The foundation of a healthy crop is balanced, healthy soil.

Producers in the Bluegrass and Crabapple Creek Watersheds in Audubon County gathered on June 30 to learn how they can evaluate their soil with a new testing method and improve it through reduced tillage and cover crops.

For many years, farmers have relied on traditional soil testing methods to identify a baseline of soil health, yet a new approach offers more information.

Theo Gunther, Iowa Soybean Association Environmental Programs and Services resource management specialist, explained the Haney Soil Test can supplement the standard soil tests with measures of microbial activity, plant available nutrients and microbial available water soluble carbon and nitrogen.

“One component of the Haney Test is an extraction solution that is intended to imitate root-soil interaction to determine nutrient availability,” Gunther said. “It is intended to provide a more accurate representation of what the root encounters in the soil.”

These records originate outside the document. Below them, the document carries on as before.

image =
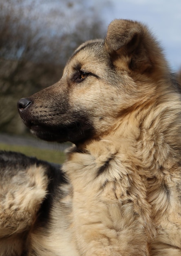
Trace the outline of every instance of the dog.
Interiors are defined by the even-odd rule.
[[[61,167],[66,195],[53,193],[47,226],[32,224],[28,256],[180,256],[181,89],[146,26],[113,20],[59,82],[18,106],[33,134],[73,144]]]
[[[2,150],[0,166],[0,256],[77,255],[65,236],[71,188],[61,166]]]

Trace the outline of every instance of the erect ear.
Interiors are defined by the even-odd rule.
[[[115,20],[108,27],[105,44],[114,64],[120,68],[150,73],[165,62],[158,44],[139,22]]]

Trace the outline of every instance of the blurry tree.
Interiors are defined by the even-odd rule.
[[[26,130],[18,100],[57,81],[80,43],[104,36],[96,10],[83,0],[0,2],[0,132]]]

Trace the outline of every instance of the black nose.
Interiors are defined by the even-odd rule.
[[[31,103],[31,101],[28,98],[21,99],[17,103],[18,109],[24,109]]]

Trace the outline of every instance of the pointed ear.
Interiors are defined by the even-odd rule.
[[[165,62],[158,44],[139,22],[115,20],[108,27],[105,44],[113,64],[120,68],[150,73]]]

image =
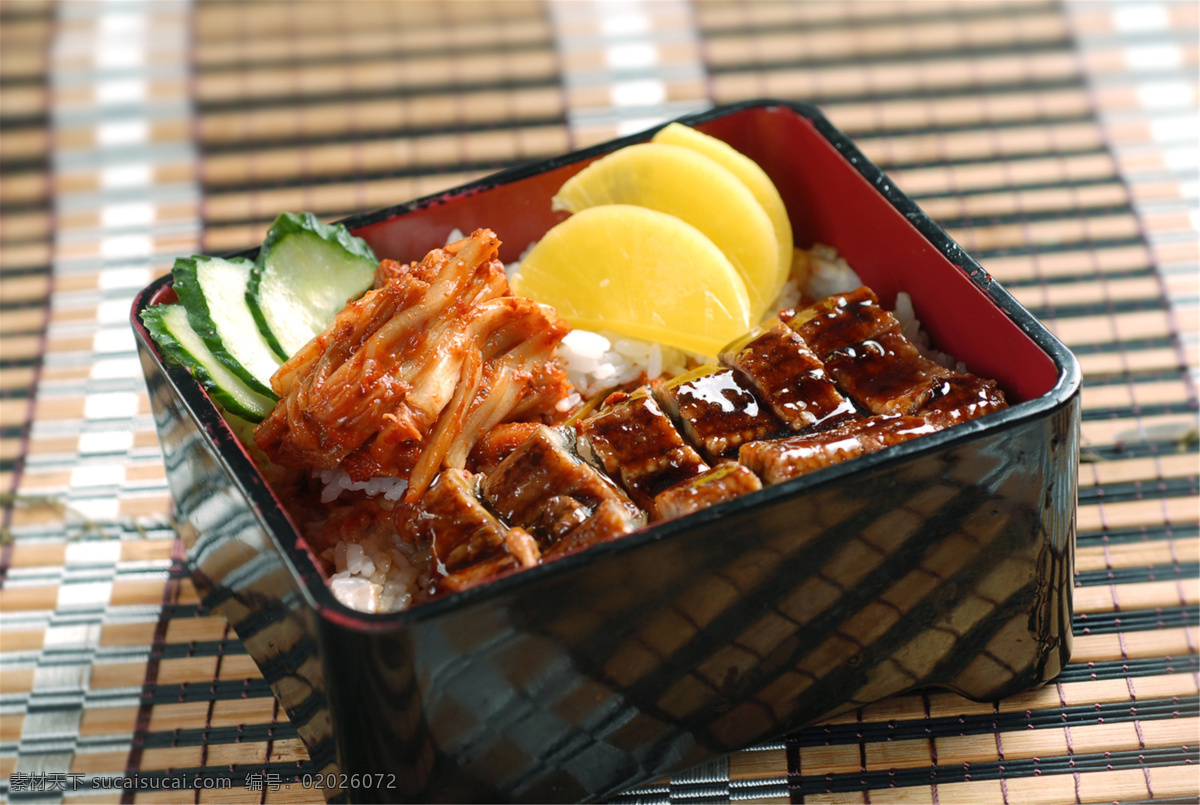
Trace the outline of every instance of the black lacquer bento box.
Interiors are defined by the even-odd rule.
[[[350,800],[602,799],[901,691],[991,701],[1070,654],[1080,370],[816,108],[685,119],[754,158],[796,242],[835,246],[884,305],[1010,408],[421,605],[338,603],[200,386],[133,329],[191,571]],[[346,221],[380,257],[496,230],[512,260],[614,140]],[[670,293],[670,289],[664,289]]]

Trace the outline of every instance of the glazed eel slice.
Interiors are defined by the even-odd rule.
[[[737,458],[746,441],[787,433],[787,425],[731,368],[708,364],[652,385],[659,407],[710,464]]]
[[[558,555],[640,528],[646,516],[576,452],[571,428],[539,425],[480,485],[488,509]],[[564,543],[562,547],[559,543]]]
[[[576,427],[580,453],[600,464],[652,517],[656,494],[709,469],[662,413],[649,386],[611,395],[600,413]]]
[[[738,461],[767,483],[782,483],[938,429],[920,416],[860,417],[817,433],[744,444]]]
[[[995,380],[924,358],[866,287],[817,302],[788,326],[838,388],[872,414],[924,416],[947,427],[1007,407]]]
[[[733,342],[720,358],[745,377],[775,416],[793,431],[828,427],[858,415],[854,403],[826,374],[816,353],[782,323]]]
[[[434,565],[445,576],[437,583],[439,590],[464,590],[541,559],[529,533],[509,528],[487,511],[479,500],[479,476],[461,469],[443,470],[419,505],[401,505],[396,530],[430,542]]]

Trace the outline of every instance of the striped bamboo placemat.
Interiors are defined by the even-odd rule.
[[[174,256],[812,101],[1079,355],[1075,655],[622,801],[1196,801],[1193,2],[0,4],[0,795],[320,801],[170,519],[127,325]],[[130,780],[140,791],[127,789]],[[152,788],[151,788],[152,787]]]

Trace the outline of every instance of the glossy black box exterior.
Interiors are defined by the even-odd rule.
[[[755,103],[841,138],[800,104],[695,120]],[[894,190],[888,200],[911,206]],[[974,280],[944,233],[910,217]],[[318,767],[395,775],[395,788],[342,795],[566,801],[904,690],[990,701],[1057,674],[1070,651],[1079,368],[990,278],[976,282],[1054,361],[1042,397],[400,615],[332,599],[206,396],[134,329],[205,602]]]

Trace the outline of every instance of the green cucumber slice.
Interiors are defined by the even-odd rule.
[[[260,422],[275,408],[275,400],[254,392],[226,368],[192,329],[182,305],[152,305],[142,311],[142,322],[175,361],[192,376],[222,408],[251,422]]]
[[[367,242],[342,224],[284,212],[258,252],[246,301],[266,342],[287,359],[371,287],[378,264]]]
[[[266,343],[246,304],[254,264],[245,258],[188,257],[175,260],[175,293],[192,329],[218,361],[264,396],[282,362]]]

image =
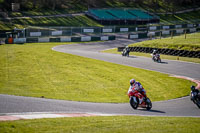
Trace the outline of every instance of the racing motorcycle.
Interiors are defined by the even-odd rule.
[[[127,56],[127,57],[129,57],[129,52],[130,52],[130,50],[129,50],[128,48],[123,49],[123,51],[122,51],[122,56]]]
[[[145,98],[140,92],[134,91],[132,96],[130,96],[130,105],[133,109],[137,109],[138,107],[146,108],[150,110],[152,108],[152,103],[149,98]]]
[[[190,99],[200,108],[200,93],[195,86],[191,86]]]
[[[153,59],[154,62],[161,63],[160,54],[153,55],[152,59]]]

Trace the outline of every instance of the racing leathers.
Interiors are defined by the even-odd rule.
[[[128,96],[132,96],[135,91],[138,91],[141,93],[145,98],[146,96],[146,91],[144,90],[143,86],[140,84],[140,82],[135,82],[132,84],[129,89],[128,89]]]

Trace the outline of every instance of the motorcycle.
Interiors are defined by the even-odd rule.
[[[127,56],[127,57],[129,57],[129,52],[130,52],[129,49],[127,49],[127,48],[123,49],[123,51],[122,51],[122,56]]]
[[[137,109],[138,107],[146,108],[150,110],[152,108],[152,103],[149,98],[145,98],[140,92],[134,91],[132,96],[130,96],[130,105],[133,109]]]
[[[195,89],[195,86],[191,86],[190,99],[200,108],[200,93],[199,90]]]
[[[161,63],[161,59],[160,59],[160,54],[155,54],[155,55],[152,55],[152,59],[154,62],[158,62],[158,63]]]

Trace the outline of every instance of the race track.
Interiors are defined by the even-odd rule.
[[[126,46],[133,42],[136,41],[119,38],[107,42],[61,45],[54,47],[53,50],[200,80],[200,64],[197,63],[171,60],[162,60],[162,63],[155,63],[150,58],[145,57],[131,56],[126,58],[117,54],[99,52],[105,49]],[[0,94],[0,114],[25,112],[200,117],[200,109],[192,103],[188,96],[168,101],[153,102],[152,110],[146,111],[145,109],[133,110],[129,103],[88,103]]]

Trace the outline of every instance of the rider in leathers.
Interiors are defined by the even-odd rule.
[[[134,91],[138,91],[139,93],[141,93],[144,98],[146,99],[147,98],[147,95],[146,95],[146,91],[144,90],[144,88],[142,87],[142,85],[140,84],[140,82],[136,82],[135,79],[131,79],[130,80],[130,87],[129,87],[129,90],[128,90],[128,96],[132,96]]]

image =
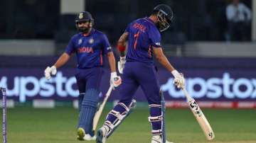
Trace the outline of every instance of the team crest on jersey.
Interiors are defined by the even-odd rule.
[[[92,39],[92,38],[90,38],[90,40],[89,40],[89,43],[90,44],[92,44],[94,42],[94,40]]]
[[[83,14],[82,13],[79,13],[79,16],[78,16],[79,19],[82,19],[83,18]]]
[[[82,42],[82,39],[80,39],[80,40],[78,40],[78,45],[80,45]]]

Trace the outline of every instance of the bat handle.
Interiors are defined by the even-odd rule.
[[[188,94],[188,91],[186,91],[186,89],[185,88],[185,87],[181,88],[182,91],[183,91],[188,101],[192,101],[193,98],[191,98],[191,96]]]

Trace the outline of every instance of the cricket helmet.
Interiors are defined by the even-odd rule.
[[[174,20],[174,13],[170,6],[159,4],[154,8],[154,13],[157,14],[157,27],[161,32],[169,28]]]
[[[79,28],[78,23],[79,22],[89,22],[91,23],[91,27],[92,27],[92,25],[94,24],[94,19],[92,18],[92,15],[88,11],[82,11],[82,12],[78,13],[77,14],[75,22],[75,27],[77,28],[77,29],[79,31],[86,32],[86,30],[87,30],[88,28]]]

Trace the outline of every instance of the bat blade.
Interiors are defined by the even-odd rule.
[[[100,115],[102,113],[102,110],[107,103],[107,101],[108,98],[110,97],[112,91],[113,90],[113,88],[114,88],[114,86],[112,85],[111,85],[106,93],[106,96],[104,98],[102,103],[100,105],[99,109],[95,113],[95,115],[93,118],[93,124],[92,124],[92,131],[93,132],[95,132],[96,130],[97,125],[100,118]]]
[[[198,103],[195,101],[194,98],[191,98],[191,96],[188,94],[188,91],[186,89],[182,89],[185,93],[185,96],[187,98],[187,102],[189,105],[191,110],[194,115],[196,120],[200,125],[203,133],[205,134],[206,139],[208,140],[213,140],[215,137],[213,130],[210,127],[210,125],[203,113],[201,110]]]

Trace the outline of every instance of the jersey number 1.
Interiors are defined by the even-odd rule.
[[[135,42],[134,42],[134,49],[136,50],[136,47],[137,47],[137,42],[139,38],[139,31],[138,31],[136,34],[134,34],[134,38],[135,38]]]

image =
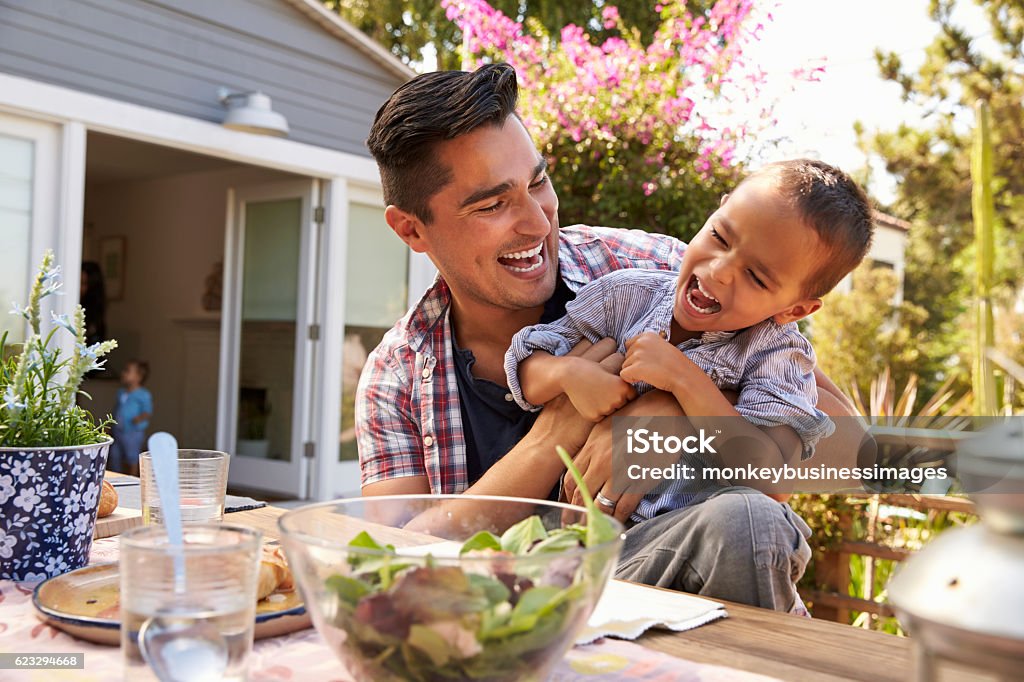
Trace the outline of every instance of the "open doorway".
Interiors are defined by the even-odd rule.
[[[88,134],[82,259],[98,265],[106,290],[105,309],[88,314],[101,315],[119,343],[106,371],[84,386],[94,413],[114,411],[120,370],[140,358],[151,369],[150,432],[169,431],[182,447],[217,445],[228,190],[300,177]],[[255,432],[268,387],[241,390],[239,418]]]

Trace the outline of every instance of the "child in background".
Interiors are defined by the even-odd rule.
[[[809,458],[835,427],[816,407],[814,351],[796,323],[863,259],[872,227],[867,197],[840,169],[805,159],[770,164],[722,199],[678,273],[612,272],[584,287],[563,318],[516,334],[505,358],[512,395],[538,410],[565,393],[598,421],[637,391],[659,388],[694,426],[701,417],[743,417],[735,432],[757,443],[745,449],[755,466]],[[626,356],[620,373],[566,356],[581,340],[605,337]],[[723,391],[738,394],[735,404]],[[692,497],[685,484],[663,485],[633,520]]]
[[[114,444],[111,445],[111,469],[138,475],[138,456],[145,441],[145,429],[153,417],[153,395],[142,386],[150,376],[150,365],[128,360],[121,370],[121,388],[114,410]]]

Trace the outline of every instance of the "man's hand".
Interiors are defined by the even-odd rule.
[[[562,383],[580,416],[591,422],[601,421],[637,396],[614,372],[582,358],[567,367]]]
[[[644,332],[626,342],[626,361],[618,375],[635,384],[645,381],[654,388],[673,392],[690,360],[679,348],[653,332]]]
[[[676,350],[676,352],[679,351]],[[651,391],[641,395],[615,413],[616,416],[621,417],[679,417],[682,414],[683,411],[679,407],[679,402],[670,393],[662,391]],[[614,488],[611,485],[610,419],[605,419],[594,427],[586,444],[573,458],[573,463],[583,474],[584,482],[587,483],[590,494],[596,496],[601,493],[609,500],[614,500],[615,509],[611,515],[620,521],[626,521],[640,504],[644,493],[630,492],[627,487],[629,481],[626,480],[616,480],[617,485]],[[577,489],[572,477],[565,476],[562,485],[562,496],[565,500],[574,505],[583,506],[583,497]],[[607,512],[606,509],[604,511]]]

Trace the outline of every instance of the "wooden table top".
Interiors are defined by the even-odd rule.
[[[276,539],[278,517],[264,507],[225,516]],[[651,588],[657,589],[657,588]],[[720,600],[719,600],[720,601]],[[680,658],[727,666],[782,680],[897,682],[912,676],[909,640],[827,621],[724,602],[728,617],[676,633],[648,631],[637,642]],[[988,679],[953,669],[948,679]],[[943,678],[945,679],[945,677]]]

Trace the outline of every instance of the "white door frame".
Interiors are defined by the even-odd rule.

Additionally, this test provides a soil health score from 1 to 50 — the higher the better — based on microbial activity and proportions of microbial available carbon and nitrogen. The goal is to help guide farmers when adjusting management decisions focused on soil quality.

Soil health can be managed and improved by “minimizing soil disturbance, rotating crops for greater diversity, establishing living root growth year round and maintaining residue year round,” said Rick Bednarek, NRCS State Soil Scientist.

Focusing on these cornerstones, Bednarek and other experts discussed conservation practices that support these guidelines, including no-till and cover crops.

According to the speakers, no-till farming and cover crops help improve soil structure by transitioning soil from a “block” appearance to a “cottage cheese” appearance. This allows for better infiltration and reduced compaction in the field. Furthermore, these practices build microbial activity due to less soil disturbance and more food resources — roots and residue. Another benefit is increased organic matter, which not only improves the fertility of the soil, but also increases its water holding capacity.

While these practices go a long way toward improving soil health, the experts reminded the group that progress will take several years and results can be improved by implementing more than one practice. Bednarek said it takes seven to nine years in a good no-till system to see noticeable improvement, however, by stacking the practice with cover crops, producers may be able to cut that time in half.

“As producers reduce tillage, introduce cover crops and adopt additional conservation practices, they can evaluate the impact on their soil by conducting new soil tests,” Gunther said. “These, along with other measures of agronomic and environmental performance, will help evaluate the effects of adoption. There is still much to learn about the practical application of these evaluation methods.”